Yesterday, Turkish prosecutors charged Yücel, the former Turkey correspondent for the German newspaper Die Welt, with “publicly degrading the Turkish nation and the State of the Republic of Turkey” in two articles from 2016, according to news reports and a copy of the indictment, which CPJ reviewed.

The trial is scheduled to start on July 1 in Istanbul in Yücel’s absence, as he lives in Germany; if convicted, he could be issued a jail term of up to two years, according to those reports. Yücel tweeted yesterday that he stood by his writing.

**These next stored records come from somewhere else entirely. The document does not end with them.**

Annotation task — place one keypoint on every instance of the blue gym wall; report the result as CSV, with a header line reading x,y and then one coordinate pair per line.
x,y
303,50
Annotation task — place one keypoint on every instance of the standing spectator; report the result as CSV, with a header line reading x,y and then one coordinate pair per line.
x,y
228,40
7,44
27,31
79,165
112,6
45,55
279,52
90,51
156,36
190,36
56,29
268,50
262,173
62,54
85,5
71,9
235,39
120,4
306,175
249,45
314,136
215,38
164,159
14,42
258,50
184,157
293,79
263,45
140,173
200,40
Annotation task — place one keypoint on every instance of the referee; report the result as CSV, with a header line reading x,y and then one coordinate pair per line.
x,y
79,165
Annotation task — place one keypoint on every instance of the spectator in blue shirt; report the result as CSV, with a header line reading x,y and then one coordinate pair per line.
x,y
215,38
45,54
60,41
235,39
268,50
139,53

“Turkish authorities are going out of their way to concoct new charges to harass Deniz Yücel, whose only crime was that he did his job as a member of the press,” said CPJ’s Europe and Central Asia program coordinator, Gulnoza Said, in New York. “Authorities should drop the trumped-up charges against Yücel and end their vindictive campaign to stifle him and other reporters in the country.”

According to the indictment, Yücel “degraded” Turkey in two articles he published in Die Welt in 2016: one in which he used the term “genocide of the Armenians,” and another in which he repeated a well-known political joke about Turks and Kurds.

Yücel, a German-Turkish dual citizen, was previously imprisoned in Turkey from February 14, 2017, to February 16, 2018, pending an investigation into allegations of “propagandizing for a [terrorist] organization” and “provoking the people to hatred and animosity,” according to CPJ research; upon his release, he fled to Germany.

He was subsequently tried in absentia and acquitted of the provocation charge but convicted of propagandizing, and was sentenced to 2 years and 9 months in prison, according to CPJ’s reporting and reports, which said that he planned to appeal the ruling.

Turkey President Recep Tayyip Erdoğan had publicly accused Yücel of being a member of the outlawed group PKK, a German agent, and a terrorist, as CPJ has documented.

CPJ emailed the Justice Ministry of Turkey for comment but did not immediately receive any reply.